The Undergraduate Design Team Program
Founded by Hopkins BME faculty in 1998, our Design Team program was the first in the nation to offer a longitudinal, team-based design course that incorporates freshmen through seniors. Each year, approximately 15 teams of Biomedical Engineering undergraduate students work with clinical or industry sponsors, faculty mentors, as well as professional designers, engineers, lawyers and researchers to address a real-world healthcare challenge. As they apply an iterative design approach to define and develop their functional prototypes and devices, Design Team students experience clinical immersion, have opportunities to work with industry experts and incorporate concepts related to intellectual property, regulatory frameworks, business plan development, and more. Since 2015, our undergraduates have generated:
- More than $800,000 in funding
- 11 provisional patent applications
- 19 journal and conference papers
- 6 new startup companies
- 60 awards—and counting
Learn about the BME Design Studio, a premiere workspace where students can design and develop solutions to clinical and global health challenges.
David E. Swirnow MSE in Bioengineering Innovation and Design (CBID)
Offered through the department’s Center for Bioengineering Innovation and Design (CBID), this program trains the next generation of leaders in healthcare innovation by guiding them to identify and create solution concepts for pressing challenges both here and globally, through an iterative process that includes detailed analysis, concept generation, prototyping, pre-clinical assessment and refinement, and commercialization planning. The program benefits from a rich clinical experience, robust industry partnerships, and a global immersion including international travel.
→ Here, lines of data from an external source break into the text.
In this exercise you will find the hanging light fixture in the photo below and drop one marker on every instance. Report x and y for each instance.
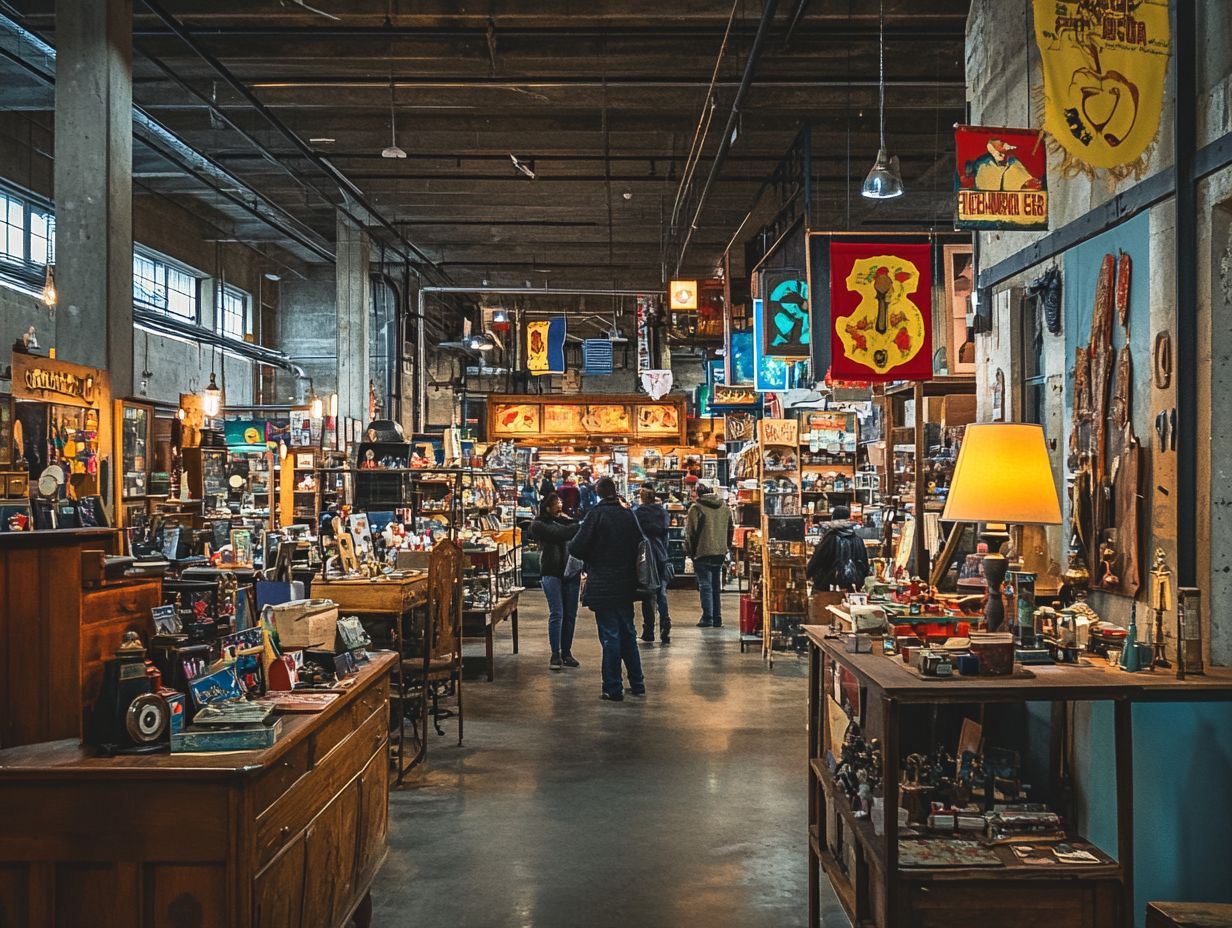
(885, 181)
(49, 296)
(393, 150)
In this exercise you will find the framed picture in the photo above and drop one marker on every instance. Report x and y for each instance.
(242, 547)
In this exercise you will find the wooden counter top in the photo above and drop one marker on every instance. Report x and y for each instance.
(1093, 680)
(54, 536)
(69, 759)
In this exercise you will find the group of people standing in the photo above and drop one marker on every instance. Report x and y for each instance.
(594, 558)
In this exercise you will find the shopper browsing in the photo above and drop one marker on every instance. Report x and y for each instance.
(840, 558)
(709, 530)
(653, 519)
(607, 545)
(568, 493)
(552, 529)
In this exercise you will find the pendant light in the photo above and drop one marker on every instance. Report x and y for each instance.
(49, 295)
(393, 150)
(885, 181)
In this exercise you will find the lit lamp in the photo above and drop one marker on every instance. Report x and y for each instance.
(212, 398)
(1003, 476)
(683, 295)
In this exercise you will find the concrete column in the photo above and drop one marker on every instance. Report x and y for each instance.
(94, 186)
(354, 309)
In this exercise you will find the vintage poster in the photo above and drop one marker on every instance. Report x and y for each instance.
(769, 372)
(785, 325)
(607, 419)
(658, 420)
(1001, 179)
(739, 348)
(514, 419)
(1104, 72)
(563, 419)
(545, 345)
(881, 312)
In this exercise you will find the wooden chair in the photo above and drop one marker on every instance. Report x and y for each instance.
(436, 671)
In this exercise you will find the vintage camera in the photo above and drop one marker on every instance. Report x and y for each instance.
(132, 715)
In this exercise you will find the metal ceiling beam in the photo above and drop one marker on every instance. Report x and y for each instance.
(346, 186)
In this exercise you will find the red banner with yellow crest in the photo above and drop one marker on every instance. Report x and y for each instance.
(881, 312)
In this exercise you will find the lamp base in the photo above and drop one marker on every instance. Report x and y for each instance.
(996, 566)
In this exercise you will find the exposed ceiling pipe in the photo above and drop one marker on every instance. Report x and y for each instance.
(160, 139)
(344, 184)
(725, 142)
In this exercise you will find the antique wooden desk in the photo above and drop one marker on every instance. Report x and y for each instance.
(482, 622)
(1189, 915)
(864, 866)
(290, 837)
(383, 597)
(56, 632)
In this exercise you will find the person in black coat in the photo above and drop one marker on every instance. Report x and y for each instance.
(607, 545)
(552, 529)
(653, 519)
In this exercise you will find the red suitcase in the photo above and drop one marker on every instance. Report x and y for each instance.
(750, 614)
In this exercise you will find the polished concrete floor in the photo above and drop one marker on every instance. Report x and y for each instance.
(686, 807)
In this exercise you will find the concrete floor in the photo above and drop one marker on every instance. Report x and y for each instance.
(686, 807)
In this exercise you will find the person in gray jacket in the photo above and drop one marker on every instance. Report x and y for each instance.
(709, 531)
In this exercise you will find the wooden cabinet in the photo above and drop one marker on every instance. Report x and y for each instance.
(290, 837)
(54, 632)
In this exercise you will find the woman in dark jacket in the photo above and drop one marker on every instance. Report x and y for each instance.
(552, 529)
(607, 544)
(653, 519)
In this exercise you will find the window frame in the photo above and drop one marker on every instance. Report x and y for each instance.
(221, 311)
(163, 268)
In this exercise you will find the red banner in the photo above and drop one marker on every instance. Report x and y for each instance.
(881, 312)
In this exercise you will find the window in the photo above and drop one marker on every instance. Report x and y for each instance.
(26, 231)
(162, 286)
(233, 313)
(1034, 397)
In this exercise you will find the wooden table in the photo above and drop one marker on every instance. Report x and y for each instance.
(882, 892)
(482, 622)
(56, 632)
(1189, 915)
(385, 595)
(287, 837)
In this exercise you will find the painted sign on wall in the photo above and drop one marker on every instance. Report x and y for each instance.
(881, 312)
(1001, 180)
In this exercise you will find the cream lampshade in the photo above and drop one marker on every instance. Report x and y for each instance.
(1003, 476)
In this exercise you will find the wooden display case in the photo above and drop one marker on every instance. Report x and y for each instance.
(287, 837)
(899, 708)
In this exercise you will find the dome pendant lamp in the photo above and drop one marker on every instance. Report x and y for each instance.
(885, 181)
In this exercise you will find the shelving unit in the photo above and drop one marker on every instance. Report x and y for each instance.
(904, 477)
(903, 710)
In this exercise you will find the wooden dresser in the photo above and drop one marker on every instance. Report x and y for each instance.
(56, 632)
(290, 837)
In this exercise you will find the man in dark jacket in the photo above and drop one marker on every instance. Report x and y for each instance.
(709, 530)
(568, 493)
(653, 519)
(840, 558)
(607, 544)
(552, 529)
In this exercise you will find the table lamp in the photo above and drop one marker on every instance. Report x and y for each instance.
(1003, 476)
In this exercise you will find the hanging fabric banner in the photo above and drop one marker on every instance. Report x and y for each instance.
(1104, 68)
(545, 346)
(881, 312)
(1002, 179)
(786, 330)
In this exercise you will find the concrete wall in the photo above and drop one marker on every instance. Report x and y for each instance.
(1182, 753)
(175, 228)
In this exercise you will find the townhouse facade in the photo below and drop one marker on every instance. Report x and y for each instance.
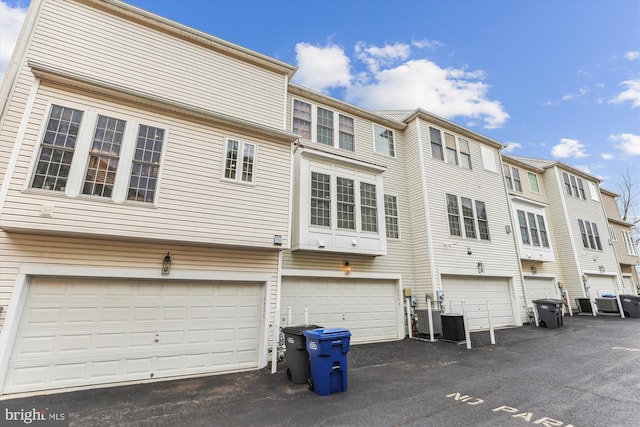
(583, 262)
(167, 206)
(621, 238)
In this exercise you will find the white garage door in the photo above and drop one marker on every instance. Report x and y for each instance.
(77, 332)
(370, 309)
(600, 285)
(476, 291)
(539, 288)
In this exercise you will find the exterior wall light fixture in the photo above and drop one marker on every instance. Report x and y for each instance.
(346, 268)
(166, 264)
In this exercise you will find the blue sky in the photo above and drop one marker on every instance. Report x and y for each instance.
(551, 79)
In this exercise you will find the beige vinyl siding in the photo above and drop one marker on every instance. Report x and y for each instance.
(414, 181)
(193, 205)
(399, 251)
(565, 250)
(21, 249)
(99, 45)
(450, 253)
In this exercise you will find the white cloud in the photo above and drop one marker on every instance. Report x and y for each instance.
(632, 55)
(511, 147)
(568, 148)
(391, 79)
(585, 169)
(11, 18)
(632, 93)
(422, 83)
(627, 142)
(322, 68)
(428, 44)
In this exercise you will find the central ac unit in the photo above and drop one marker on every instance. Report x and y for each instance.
(423, 321)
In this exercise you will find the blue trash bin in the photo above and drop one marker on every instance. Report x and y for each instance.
(328, 350)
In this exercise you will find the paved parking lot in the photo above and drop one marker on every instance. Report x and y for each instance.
(586, 373)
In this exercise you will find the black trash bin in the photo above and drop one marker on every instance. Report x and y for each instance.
(296, 355)
(549, 312)
(630, 305)
(452, 327)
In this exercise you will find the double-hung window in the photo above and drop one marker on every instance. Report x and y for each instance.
(346, 133)
(302, 119)
(324, 126)
(383, 141)
(437, 151)
(391, 216)
(104, 156)
(454, 151)
(239, 161)
(512, 178)
(107, 159)
(352, 198)
(56, 151)
(590, 235)
(346, 203)
(146, 162)
(474, 218)
(574, 186)
(627, 238)
(320, 199)
(534, 186)
(368, 206)
(533, 229)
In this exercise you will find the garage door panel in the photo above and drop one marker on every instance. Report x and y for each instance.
(368, 308)
(144, 330)
(476, 291)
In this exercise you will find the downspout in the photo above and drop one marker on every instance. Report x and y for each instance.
(423, 180)
(516, 245)
(18, 57)
(568, 222)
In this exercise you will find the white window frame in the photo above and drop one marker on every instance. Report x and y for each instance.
(510, 173)
(627, 238)
(390, 144)
(573, 186)
(450, 146)
(240, 164)
(82, 151)
(392, 216)
(313, 122)
(532, 177)
(590, 235)
(467, 231)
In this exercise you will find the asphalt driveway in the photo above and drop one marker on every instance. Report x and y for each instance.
(586, 373)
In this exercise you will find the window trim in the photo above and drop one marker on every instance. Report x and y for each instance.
(84, 141)
(391, 152)
(392, 217)
(573, 186)
(456, 215)
(534, 177)
(239, 171)
(450, 149)
(314, 125)
(629, 246)
(590, 235)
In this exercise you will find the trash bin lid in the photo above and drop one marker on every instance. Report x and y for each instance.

Since it began in 2009, the CBID MSE program has resulted in:
- 84 advanced healthcare systems and global health projects
- Partnerships with 26 clinical departments and 180 project mentors
- 12 healthcare startup companies
- More than $25 million in equity investments and grants
- Multiyear partnerships with 10 leading medical device companies
- Support from leading global health funders, including USAID, BMGF, and Aspen Institute
Learn more about the CBID program.
Project-based Courses for Undergraduate and Graduate Students
Precision Care Medicine
Students apply machine learning and mechanistic and statistical modeling to develop data-driven solutions to healthcare problems that arise in anesthesiology and critical care medicine, including determining when patients should be admitted to or discharged from intensive care units, predicting changes in the state of patient health, and selecting optimal patient therapies. Teams work with faculty from the Johns Hopkins Institute for Computational Medicine and the departments of Anesthesiology & Critical Care Medicine, Neurology, and Psychiatry & Behavioral Sciences to design, validate, and deploy applications that deliver computational methods to address underlying healthcare problems.
Learn more about past Precision Care Medicine projects.
Introduction to Rehabilitation Engineering
Students work in teams to develop new and improved needs-based devices to be used for measurement or treatment of an impairment or disability. In doing so, students learn the biomedical engineering design process and its application to those with disabilities.
Students work to design and evaluate a system that demonstrates creative thinking and experimental skills, and draws upon advanced topics of biomedical and traditional engineering.
This course is the follow-up to our undergraduate Design Team course sequence. It provides project-specific mentorship and guidance for a team of students to complete a sophisticated prototype and demonstrate technical feasibility towards impacting a clinical problem. Allowing projects to continue as part of the curriculum beyond the first year of Design Team provides support for more advanced testing, de-risking, funding applications, and translation.
Students work in teams to build machine learning and statistical tools to answer neuroscientific questions. Working closely with neuroscientists, software developers, and data scientists, students develop open source algorithms and software. Teams work on applying their tools to real data, and submit manuscript drafts for future publication.